The Indian Armed Forces, especially the Army and IAF severely lack in standoff PGMs. Despite being the worlds 4th most powerful military with a large defence budget, India doesn’t have any operational long range subsonic cruise missiles (Nirbhay long range cruise missile still not opeartional) or armed drones available to be deployed in large numbers. This is a critical deficiency and is quite worrying if India gets pulled into a conflict with China or Pakistan in the near future. Hence their induction needs to be worked upon on an extremely urgent basis.

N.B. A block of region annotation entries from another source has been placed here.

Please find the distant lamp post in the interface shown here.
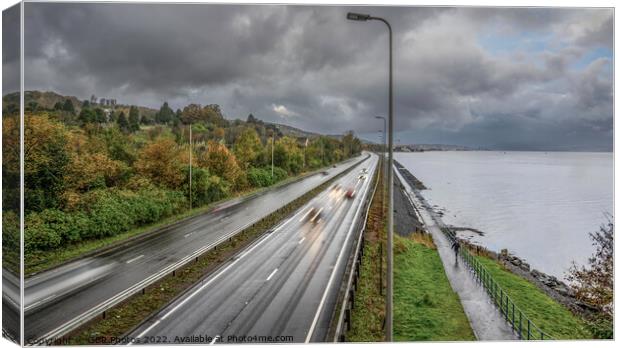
[375,116,387,217]
[347,12,394,342]
[189,123,192,211]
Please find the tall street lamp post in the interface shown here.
[347,12,394,342]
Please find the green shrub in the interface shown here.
[25,187,186,252]
[248,167,288,187]
[248,168,279,187]
[273,167,288,182]
[207,175,230,202]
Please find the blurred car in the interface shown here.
[303,206,323,223]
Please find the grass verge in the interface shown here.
[346,162,475,342]
[476,256,592,339]
[394,233,476,341]
[345,158,386,342]
[56,160,355,345]
[24,164,342,277]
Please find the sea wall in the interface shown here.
[396,162,592,313]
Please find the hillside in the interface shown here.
[2,91,157,117]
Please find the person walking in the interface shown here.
[452,238,461,266]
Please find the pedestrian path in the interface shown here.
[394,168,518,341]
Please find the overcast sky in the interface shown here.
[4,3,613,150]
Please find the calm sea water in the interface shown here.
[395,151,613,278]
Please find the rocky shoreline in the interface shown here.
[395,161,592,314]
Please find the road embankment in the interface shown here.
[57,156,364,345]
[24,159,358,277]
[345,159,475,342]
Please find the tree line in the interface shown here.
[2,99,362,255]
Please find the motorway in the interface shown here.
[127,154,378,344]
[19,155,367,343]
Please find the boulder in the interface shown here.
[519,262,530,272]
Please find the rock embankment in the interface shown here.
[462,240,591,314]
[394,160,427,190]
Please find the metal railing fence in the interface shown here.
[442,228,555,340]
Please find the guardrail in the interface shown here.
[333,156,381,342]
[441,228,555,340]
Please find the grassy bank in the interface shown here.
[24,164,332,277]
[394,233,476,341]
[346,161,475,342]
[61,161,360,345]
[477,256,592,339]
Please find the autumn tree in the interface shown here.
[198,141,241,185]
[24,115,70,211]
[135,138,184,189]
[273,136,304,174]
[116,111,131,132]
[128,105,140,132]
[234,128,263,169]
[62,99,75,114]
[568,218,614,338]
[155,102,174,124]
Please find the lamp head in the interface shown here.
[347,12,370,21]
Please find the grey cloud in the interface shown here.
[15,3,613,150]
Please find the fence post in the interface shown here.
[499,288,504,314]
[527,319,531,341]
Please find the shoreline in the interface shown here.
[394,160,591,314]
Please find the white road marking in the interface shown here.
[299,208,312,222]
[305,158,376,343]
[266,268,278,281]
[126,255,144,263]
[310,208,323,221]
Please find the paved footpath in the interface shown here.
[395,166,518,341]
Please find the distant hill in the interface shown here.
[394,144,484,152]
[2,91,82,110]
[2,91,157,117]
[2,91,370,143]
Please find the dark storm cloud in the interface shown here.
[2,5,20,93]
[19,3,613,149]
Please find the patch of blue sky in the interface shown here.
[570,47,614,72]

The Russian Army hasn’t fared very well either. The lack of PGMs and the subsequent inadequate availability of air cover left their ground forces incredibly vulnerable. The Russian infantry and armoured columns managed to push into areas of interest in Ukraine but failed to hold on to them successfully due to the lack of proper logistics supply chains as a result of intense Ukrainian attacks on their trucks carrying fuel, ammo and food supplies. Inadequate air cover, poor mobile air defence capabilities (many of them destroyed by Ukrainian drones), lack of their own Armed Escort Drones and non-existent Active Protection Systems led to a loss of a huge number of T-72s, T-90s, BMPs etc (the same equipment is the mainstay of the Indian Army armoured corps). Most of which were almost sitting ducks to hits by ATGMs like Javelin and NLAW and drones like the Bayratkar TB2.

The Russian Navy lost one of its flagships, the Guided missile Cruiser Moskva to a couple of newly inducted almost unheard-of anti-ship missiles launched by a country that at present doesn’t even have a properly operational navy of its own let alone it being comparable to the huge Russian fleet. This speaks volumes about the risks to large, expensive, naval surface assets even in a one-sided conflict. Something for the Indian military establishment to ponder over amid talks of spending billions to induct a 3rd aircraft carrier while most of the Navy's operational submarines – including the Kilos and Shishumars are over 3 decades old and slipping into obsolescence.

This is when the sinking of the Moskva has proved that in the event of a naval conflict, a modern AIP equipped stealthy submarine armed with state of the art cruise missiles and heavyweight torpedoes is likely to be an asset that’s way more threatening to the adversary (due to difficulty of detection) and will be way less vulnerable and cost effective than any destroyer, carrier or cruiser in the world. Thanks to high plausibility of concentrated anti-ship missile attacks by the adversary in the event of even a limited battle in the high seas.

The Indian Navy needs to improve the capabilities of its submarine fleet. More investments should be made into the induction of modern cruise missile-armed AIP submarines instead of large surface combatants.